The phrase “jump the shark” came into existence in 1977. For those of you unfamiliar with this phrase, it is used to explain when something goes beyond the normative of the story line by adding unrealistic events or plot lines and is usually accompanied by a decline in quality. The phrase is based upon the “Happy Days” episode where cool-guy water-skiing Fonzie jumps a shark while wearing his leather coat. Seriously? So bad.

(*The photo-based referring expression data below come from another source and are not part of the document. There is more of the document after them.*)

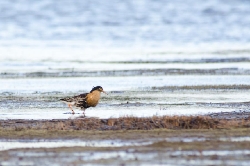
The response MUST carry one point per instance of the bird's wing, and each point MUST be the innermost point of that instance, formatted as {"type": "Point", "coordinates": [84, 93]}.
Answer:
{"type": "Point", "coordinates": [81, 101]}
{"type": "Point", "coordinates": [74, 98]}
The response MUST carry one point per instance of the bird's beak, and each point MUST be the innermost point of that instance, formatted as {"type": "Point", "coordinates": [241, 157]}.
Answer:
{"type": "Point", "coordinates": [104, 92]}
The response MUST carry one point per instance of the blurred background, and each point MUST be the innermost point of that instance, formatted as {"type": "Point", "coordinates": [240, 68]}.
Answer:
{"type": "Point", "coordinates": [76, 30]}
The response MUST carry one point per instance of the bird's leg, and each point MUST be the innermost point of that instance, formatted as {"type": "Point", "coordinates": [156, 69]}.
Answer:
{"type": "Point", "coordinates": [71, 108]}
{"type": "Point", "coordinates": [84, 113]}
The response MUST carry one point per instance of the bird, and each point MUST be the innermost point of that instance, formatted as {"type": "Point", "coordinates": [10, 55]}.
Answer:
{"type": "Point", "coordinates": [85, 100]}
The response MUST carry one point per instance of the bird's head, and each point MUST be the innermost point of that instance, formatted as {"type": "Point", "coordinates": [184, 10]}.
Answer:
{"type": "Point", "coordinates": [98, 88]}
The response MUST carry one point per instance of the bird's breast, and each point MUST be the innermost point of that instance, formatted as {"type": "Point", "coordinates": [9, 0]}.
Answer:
{"type": "Point", "coordinates": [93, 99]}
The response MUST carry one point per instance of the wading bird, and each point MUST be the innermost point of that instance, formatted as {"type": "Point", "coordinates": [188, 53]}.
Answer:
{"type": "Point", "coordinates": [86, 100]}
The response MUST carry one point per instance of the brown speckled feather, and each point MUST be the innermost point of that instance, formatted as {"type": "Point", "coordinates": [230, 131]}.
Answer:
{"type": "Point", "coordinates": [84, 100]}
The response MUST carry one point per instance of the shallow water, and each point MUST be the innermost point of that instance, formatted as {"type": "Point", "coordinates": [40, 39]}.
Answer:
{"type": "Point", "coordinates": [39, 98]}
{"type": "Point", "coordinates": [118, 151]}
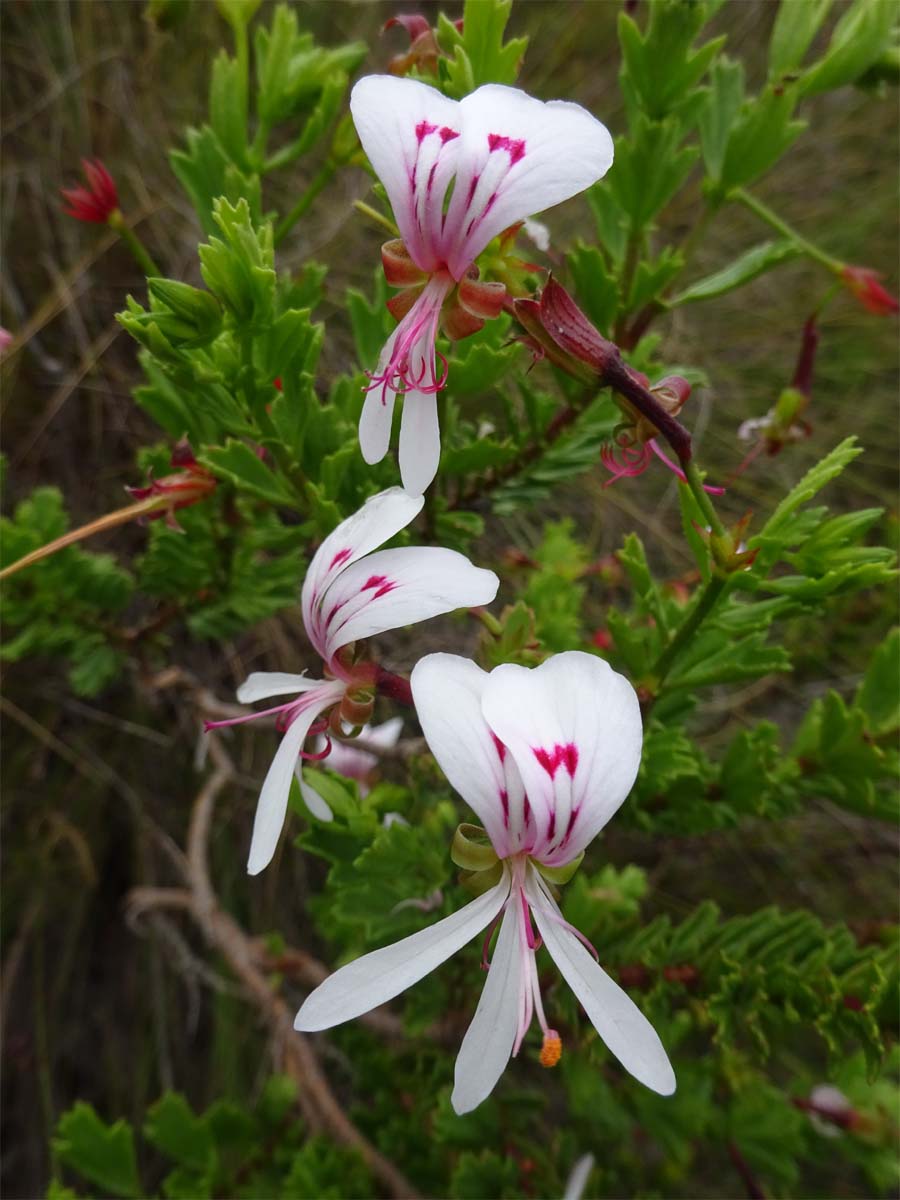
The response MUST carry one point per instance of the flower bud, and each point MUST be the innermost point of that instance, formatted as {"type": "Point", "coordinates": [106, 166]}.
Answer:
{"type": "Point", "coordinates": [187, 486]}
{"type": "Point", "coordinates": [96, 202]}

Lots of shows have been categorized by their “jumping the shark” moments. Often, you’ll notice the decline based upon set changes, character additions or subtractions, character job changes, etc. A common approach is when an unexpected birth or addition of a child occurs in an effort to add years to a show. As a kid, a string of this thinking occurred: Oliver from “The Brady Bunch”, Sam from “Diff’rent Strokes”, Andy from “Family Ties”, Chrissy from “Growing Pains”…need I go on? You would be hard-pressed to find a time when this has worked well for a show.
Similarly, you would be hard-pressed to find it working for companies. For example, when companies decide that their products need to have a “smart” feature, is it just so that it connects to our phones and therefore is relevant? Why do I need to check my phone to see if the pan I’ve placed on the stove is hot enough? Seriously, that’s a thing. In an effort to seem relevant, companies will sometimes gravitate blindly towards trends. This does not make a company viable. In fact, it might lead to the opposite (and often does).

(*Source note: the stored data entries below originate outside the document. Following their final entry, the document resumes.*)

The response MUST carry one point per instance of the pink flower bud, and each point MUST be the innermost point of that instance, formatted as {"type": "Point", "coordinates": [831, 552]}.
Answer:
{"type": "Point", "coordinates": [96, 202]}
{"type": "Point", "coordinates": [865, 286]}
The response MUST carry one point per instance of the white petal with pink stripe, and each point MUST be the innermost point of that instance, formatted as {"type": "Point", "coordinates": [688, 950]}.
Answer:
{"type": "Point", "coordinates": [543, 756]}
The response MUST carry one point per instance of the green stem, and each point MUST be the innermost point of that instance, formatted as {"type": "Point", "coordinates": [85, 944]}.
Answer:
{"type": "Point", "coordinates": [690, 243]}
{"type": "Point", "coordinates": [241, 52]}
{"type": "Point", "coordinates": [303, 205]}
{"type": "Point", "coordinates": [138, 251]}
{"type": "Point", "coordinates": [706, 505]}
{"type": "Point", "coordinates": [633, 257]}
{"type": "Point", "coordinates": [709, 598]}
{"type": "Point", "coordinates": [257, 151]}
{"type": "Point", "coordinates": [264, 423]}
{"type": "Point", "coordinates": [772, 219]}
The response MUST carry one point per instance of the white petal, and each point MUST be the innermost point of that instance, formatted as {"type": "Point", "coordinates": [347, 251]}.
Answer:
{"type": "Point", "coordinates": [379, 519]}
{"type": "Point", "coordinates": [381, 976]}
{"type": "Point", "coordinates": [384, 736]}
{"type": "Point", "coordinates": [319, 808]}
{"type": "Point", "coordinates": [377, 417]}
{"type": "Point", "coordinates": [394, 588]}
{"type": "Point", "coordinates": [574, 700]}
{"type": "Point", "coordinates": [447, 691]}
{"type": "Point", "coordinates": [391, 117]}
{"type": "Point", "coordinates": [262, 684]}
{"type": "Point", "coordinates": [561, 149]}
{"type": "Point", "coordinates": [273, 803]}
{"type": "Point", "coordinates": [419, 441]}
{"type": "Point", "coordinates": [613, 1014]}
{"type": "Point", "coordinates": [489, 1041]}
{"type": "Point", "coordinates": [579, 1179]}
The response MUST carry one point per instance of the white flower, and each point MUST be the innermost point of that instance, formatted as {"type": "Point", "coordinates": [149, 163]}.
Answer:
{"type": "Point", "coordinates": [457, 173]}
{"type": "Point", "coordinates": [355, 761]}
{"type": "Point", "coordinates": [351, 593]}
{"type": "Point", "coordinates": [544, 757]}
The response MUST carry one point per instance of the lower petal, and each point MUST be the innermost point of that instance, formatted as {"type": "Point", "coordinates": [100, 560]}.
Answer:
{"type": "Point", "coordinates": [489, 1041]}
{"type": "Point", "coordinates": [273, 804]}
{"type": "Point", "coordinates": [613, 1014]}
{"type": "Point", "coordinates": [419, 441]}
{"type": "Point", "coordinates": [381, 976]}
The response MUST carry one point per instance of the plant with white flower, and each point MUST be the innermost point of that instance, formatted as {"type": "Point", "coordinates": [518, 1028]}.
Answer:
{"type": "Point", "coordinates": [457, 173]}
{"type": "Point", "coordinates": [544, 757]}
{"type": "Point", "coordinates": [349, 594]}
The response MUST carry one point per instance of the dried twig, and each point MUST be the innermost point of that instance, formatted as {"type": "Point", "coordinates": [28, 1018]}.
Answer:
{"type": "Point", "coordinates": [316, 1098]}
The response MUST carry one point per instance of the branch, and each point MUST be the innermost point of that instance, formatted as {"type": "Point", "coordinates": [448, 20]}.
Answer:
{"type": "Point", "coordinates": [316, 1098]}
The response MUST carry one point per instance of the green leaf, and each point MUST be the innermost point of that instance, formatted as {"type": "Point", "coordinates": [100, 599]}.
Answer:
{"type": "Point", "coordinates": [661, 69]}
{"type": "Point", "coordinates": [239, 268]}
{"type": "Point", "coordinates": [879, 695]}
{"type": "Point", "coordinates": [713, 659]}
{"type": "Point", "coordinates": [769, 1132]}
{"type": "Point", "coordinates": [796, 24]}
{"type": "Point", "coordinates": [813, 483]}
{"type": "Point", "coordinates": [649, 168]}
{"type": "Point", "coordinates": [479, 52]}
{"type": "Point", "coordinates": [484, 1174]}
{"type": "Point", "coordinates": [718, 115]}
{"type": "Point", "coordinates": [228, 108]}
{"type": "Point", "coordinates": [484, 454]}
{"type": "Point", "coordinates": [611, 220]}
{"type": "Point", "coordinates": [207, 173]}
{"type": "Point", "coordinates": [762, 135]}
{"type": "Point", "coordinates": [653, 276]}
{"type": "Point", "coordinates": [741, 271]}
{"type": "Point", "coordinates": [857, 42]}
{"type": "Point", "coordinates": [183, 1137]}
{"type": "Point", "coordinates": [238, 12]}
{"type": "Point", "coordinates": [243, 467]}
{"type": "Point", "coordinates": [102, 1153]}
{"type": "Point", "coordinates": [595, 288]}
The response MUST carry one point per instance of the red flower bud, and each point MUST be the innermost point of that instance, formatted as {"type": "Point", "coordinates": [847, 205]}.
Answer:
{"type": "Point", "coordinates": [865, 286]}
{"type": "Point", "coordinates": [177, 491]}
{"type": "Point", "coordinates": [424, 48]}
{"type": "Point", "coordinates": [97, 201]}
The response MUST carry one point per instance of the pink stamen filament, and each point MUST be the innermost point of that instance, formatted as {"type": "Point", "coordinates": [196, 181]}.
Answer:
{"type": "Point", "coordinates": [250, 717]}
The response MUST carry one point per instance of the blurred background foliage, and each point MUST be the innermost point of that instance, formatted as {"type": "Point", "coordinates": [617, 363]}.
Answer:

And within some of our companies, we’ve jumped the shark. The life support has been turned on for a department within your organization. How did we get to this place? HR, for example, often lives in fear that their department will be cut in some way. And while it is not uncommon for HR to be one of the departments to experience a RIF if the time comes, does it happen because of a self-fulfilling prophecy? If I think no one will ask me to the prom, I am likely walking around as if no one will ask me to the prom. Those sad people will end up home on prom night sulking and eating a half gallon of ice cream while watching The Notebook on demand (this is what I’ve heard happens…I did not experience this, I swear). HR can suffer from such an esteem issue.

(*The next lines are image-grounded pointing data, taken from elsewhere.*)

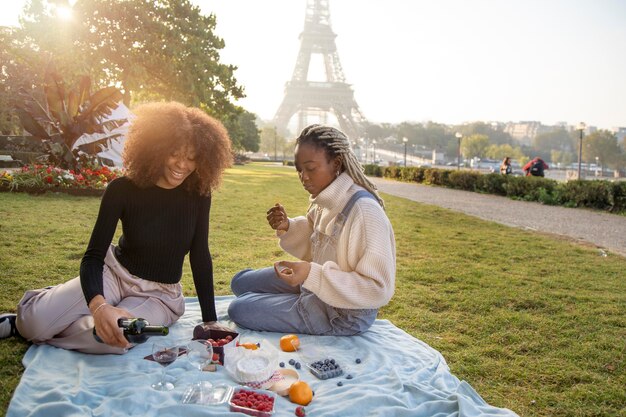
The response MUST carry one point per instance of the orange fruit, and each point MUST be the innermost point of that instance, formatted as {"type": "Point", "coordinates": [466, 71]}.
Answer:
{"type": "Point", "coordinates": [289, 343]}
{"type": "Point", "coordinates": [300, 393]}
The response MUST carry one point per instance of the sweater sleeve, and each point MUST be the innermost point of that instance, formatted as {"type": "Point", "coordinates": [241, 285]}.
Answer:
{"type": "Point", "coordinates": [297, 239]}
{"type": "Point", "coordinates": [364, 274]}
{"type": "Point", "coordinates": [201, 262]}
{"type": "Point", "coordinates": [91, 266]}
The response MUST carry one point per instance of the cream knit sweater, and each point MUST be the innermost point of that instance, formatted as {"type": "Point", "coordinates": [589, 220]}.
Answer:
{"type": "Point", "coordinates": [364, 275]}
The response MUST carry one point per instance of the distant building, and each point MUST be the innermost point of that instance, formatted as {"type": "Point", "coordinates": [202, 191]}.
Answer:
{"type": "Point", "coordinates": [524, 131]}
{"type": "Point", "coordinates": [620, 134]}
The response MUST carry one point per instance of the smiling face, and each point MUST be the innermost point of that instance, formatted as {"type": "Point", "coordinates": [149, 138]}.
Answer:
{"type": "Point", "coordinates": [178, 166]}
{"type": "Point", "coordinates": [315, 169]}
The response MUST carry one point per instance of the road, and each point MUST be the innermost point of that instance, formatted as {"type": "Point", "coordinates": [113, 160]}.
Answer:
{"type": "Point", "coordinates": [604, 230]}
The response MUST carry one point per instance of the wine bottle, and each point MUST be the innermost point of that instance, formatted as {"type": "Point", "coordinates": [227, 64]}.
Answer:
{"type": "Point", "coordinates": [137, 330]}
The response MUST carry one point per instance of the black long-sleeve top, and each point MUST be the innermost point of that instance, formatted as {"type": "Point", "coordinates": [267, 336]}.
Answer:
{"type": "Point", "coordinates": [159, 227]}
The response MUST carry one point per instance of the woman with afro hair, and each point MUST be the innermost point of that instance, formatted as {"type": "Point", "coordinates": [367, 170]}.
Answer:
{"type": "Point", "coordinates": [174, 158]}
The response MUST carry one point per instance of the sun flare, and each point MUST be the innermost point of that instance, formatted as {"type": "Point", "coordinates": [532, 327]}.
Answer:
{"type": "Point", "coordinates": [64, 12]}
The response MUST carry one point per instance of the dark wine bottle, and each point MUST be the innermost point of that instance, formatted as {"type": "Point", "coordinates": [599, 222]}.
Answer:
{"type": "Point", "coordinates": [137, 330]}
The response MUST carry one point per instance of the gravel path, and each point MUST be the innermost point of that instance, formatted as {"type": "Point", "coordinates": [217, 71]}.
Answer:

Perhaps our department is trying to add more to what we do out of desperation for our leadership to see us as relevant. We don’t sit home and eat ice cream, but rather, we explode into employee engagement – incentivizing, surveying, programizing. We believe that this is the level of visible relevance we need to show. See, we’re busy and we matter. Can we get a contract for another 12 episodes, please? Longevity does not mean impact. This is a hard reality. We believe, deep down, that if we last, we’re relevant.
That is not true.
Our relevance comes from true, measurable impact in our organizations. What is it we actually offer and fulfill? What is the business bottom line that we’re impacting? What’s been our effect on process, service or sales? And while the latest and greatest may not be the route to go, how do you know? Study the trends. Understand fit. Consider philosophy. Take action.
The challenge of knowing our people well – skills, aptitudes – is a vital offering that we can bring. Proactively look for ways to make that priority happen. From there, you can reference those results against the performance outcomes. Measuring process and results are a universal language that require no posturing.
Shake off the demons of feigned relevance. They don’t define success, nor do they define you. Start attacking the work in front of you with passion and use the skills that have been dormant for a bit. Assess what’s working, what’s not, develop a plan, gather resources and act out of greatness.